Oncotarget 2017 September 13
BACKGROUND: Colorectal cancer is common and deadly. First-line treatments for patients with metastatic disease include FOLFIRI and FOLFOX, which have been combined with anti-EGFR or anti-VEGF antibodies to achieve benefit in selected populations. However, optimal therapy remains unclear.

RESULTS: Fifteen publications on 10 trials were identified. There was a lack of decisive evidence that FOLFIRI or FOLFOX impact efficacy of either anti-EGFR or anti-VEGF, across mutational status groups.

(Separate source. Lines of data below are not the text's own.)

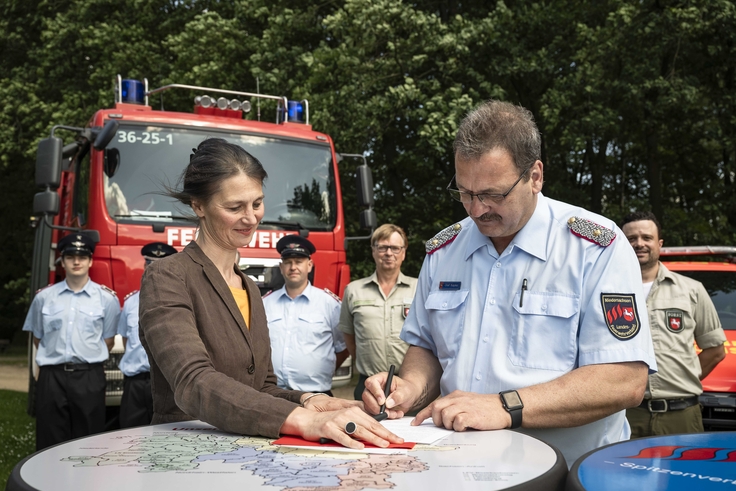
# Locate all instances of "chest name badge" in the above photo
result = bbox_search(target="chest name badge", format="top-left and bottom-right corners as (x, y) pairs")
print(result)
(601, 293), (641, 341)
(440, 281), (462, 291)
(664, 310), (685, 333)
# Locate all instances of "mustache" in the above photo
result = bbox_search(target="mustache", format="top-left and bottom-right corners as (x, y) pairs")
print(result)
(476, 213), (501, 222)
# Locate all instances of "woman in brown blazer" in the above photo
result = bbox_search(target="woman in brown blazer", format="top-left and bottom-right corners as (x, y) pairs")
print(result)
(140, 138), (402, 448)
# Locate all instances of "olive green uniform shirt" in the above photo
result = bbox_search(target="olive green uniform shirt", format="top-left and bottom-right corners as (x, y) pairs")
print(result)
(645, 263), (726, 399)
(338, 273), (417, 376)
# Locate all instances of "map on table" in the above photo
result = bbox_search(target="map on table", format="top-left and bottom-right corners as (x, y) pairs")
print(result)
(20, 421), (557, 491)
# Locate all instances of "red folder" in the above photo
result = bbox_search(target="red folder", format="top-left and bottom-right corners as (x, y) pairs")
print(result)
(271, 436), (416, 450)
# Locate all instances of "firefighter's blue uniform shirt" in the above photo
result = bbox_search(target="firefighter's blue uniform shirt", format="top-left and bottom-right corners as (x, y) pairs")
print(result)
(401, 193), (656, 466)
(118, 292), (151, 377)
(263, 283), (346, 392)
(23, 280), (120, 366)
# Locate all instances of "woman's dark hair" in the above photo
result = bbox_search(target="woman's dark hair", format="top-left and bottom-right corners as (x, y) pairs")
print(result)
(166, 138), (268, 210)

On the other hand, evidence suggests both anti-EGFR and anti-VEGF may be more effective for KRAS WT than MT patients. KRAS WT results provided evidence that anti-EGFR treatments may be more effective than anti-VEGF treatments when combined with FOLFIRI or FOLFOX . Further, evidence suggests that both anti-EGFR and anti-VEGF therapies, when combined with FOLFIRI or FOLFOX , may be harmful as compared to chemotherapy for KRAS MT patients.

MATERIALS AND METHODS: Literature was searched for randomized trials comparing anti-EGFR or anti-VEGF antibodies, paired with FOLFIRI or FOLFOX, as first-line therapy for advanced colorectal cancer. Meta-estimates were generated via Bayesian hierarchical log-linear model. The primary endpoint was overall survival.

CONCLUSIONS: Further studies examining impact of all- RAS mutation status, left or right side location of primary tumor, and combination anti-VEGF with modern bolus fluoropyrimidine are needed.